There are legal challenges and technical challenges. Even if payers were willing to make the investment, Shah says, “The question becomes, how do you get data back to providers in a meaningful and secure way?” A provider organization would have to deal with the logistical nightmare of constructing electronic communication routes with all of its patients’ health plans. They would have to maintain compliance with HIPAA and overcome interoperability issues associated with disparate EHR and information systems.

These challenges likely will prevent the full exchange of claims data anytime soon, leaving providers like TIPA to make the best of what they have. “You need to find the best and most appropriate way for your community and set of providers to move forward,” Stuard says. “In the absence of a single payer system, this is where we are.”

The future

The healthcare community is still learning how to best use EHRs. Payment reforms encouraging multidisciplinary partnerships to improve interoperability standards hopefully will help stakeholders move up the learning curve.

With the help of THINC, TIPA is currently entering a partnership with six health plans to form a patient-centered medical home and become eligible for the Centers for Medicare & Medicaid Services’ shared savings program, which allows providers to receive higher payments for delivering high-quality healthcare. Stuard believes it will take some time to develop best practices for using EHRs and sharing electronic health data, but she’s confident that progress will be made. “We’ll be wrangling with harmonizing measurements between disparate practices and systems. We’ll learn a lot and it will be difficult at times, but it’s an opportunity for everyone.”

To facilitate data sharing among these partners, Shah believes that requirements supporting data sharing between providers and payers could be written into Meaningful Use Stage 3 rules.

Current research also focuses on populations rather than individuals.
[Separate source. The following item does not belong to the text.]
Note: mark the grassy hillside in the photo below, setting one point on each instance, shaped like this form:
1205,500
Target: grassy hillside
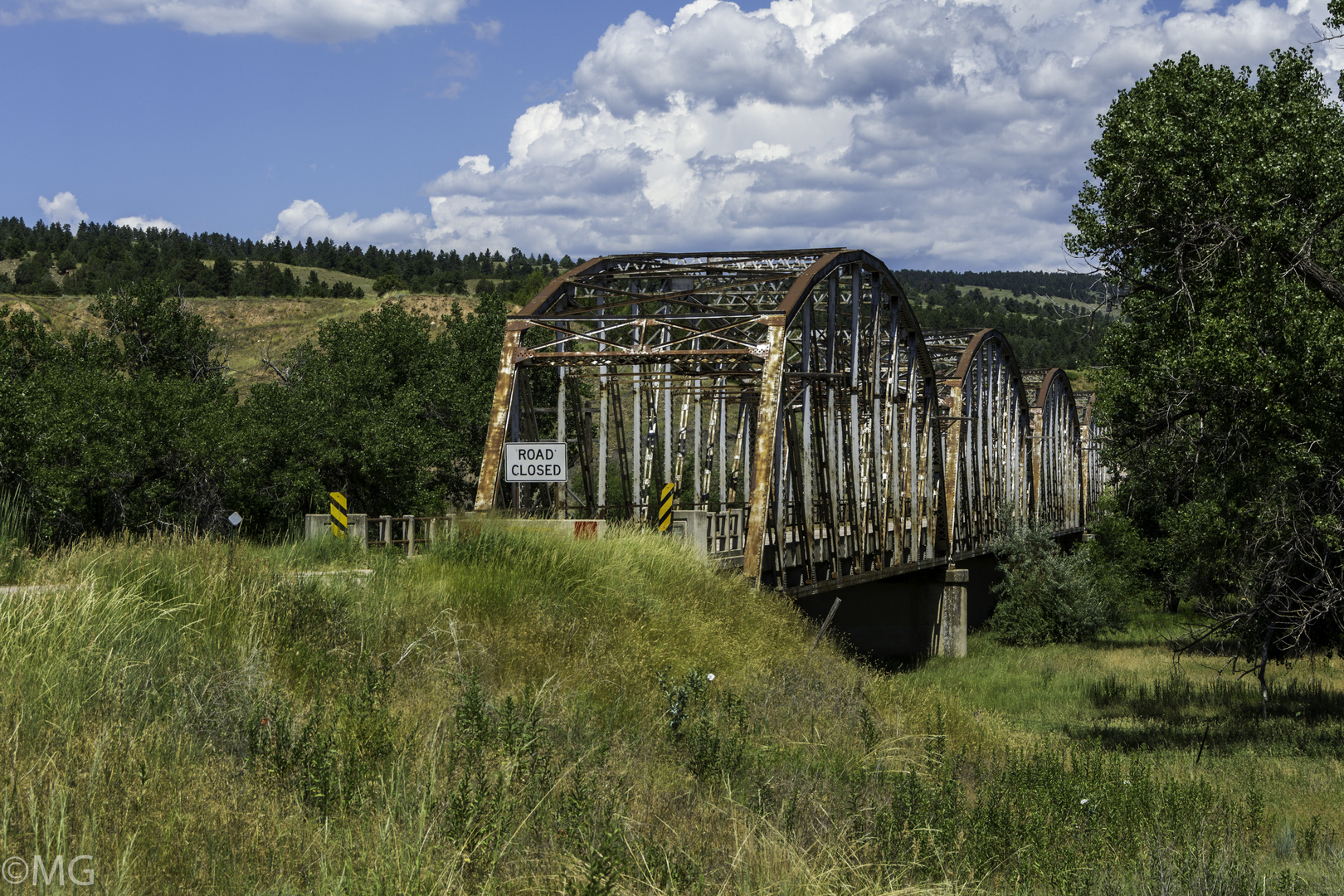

In the future, smart EHRs could determine appropriate courses of care for patients based on their individual needs rather than what has worked across a population.

“That’s the $1 million question,” Jaffe says. “Can the medical record really know me and my unique needs? We are really working hard to have info reflect what your unique needs are as an individual.”

Early EHR adopters like KPNC show how integrated health systems and integrated health IT systems can improve the quality of care provided to patients with or at risk for CVD. As EHRs mature, more positive outcomes are likely to be achieved and huge cost savings could follow. “We’re trying a lot of different things and learning a lot from our implementation,” Jaffe says. “We’ve come a long way and have a long way to go.”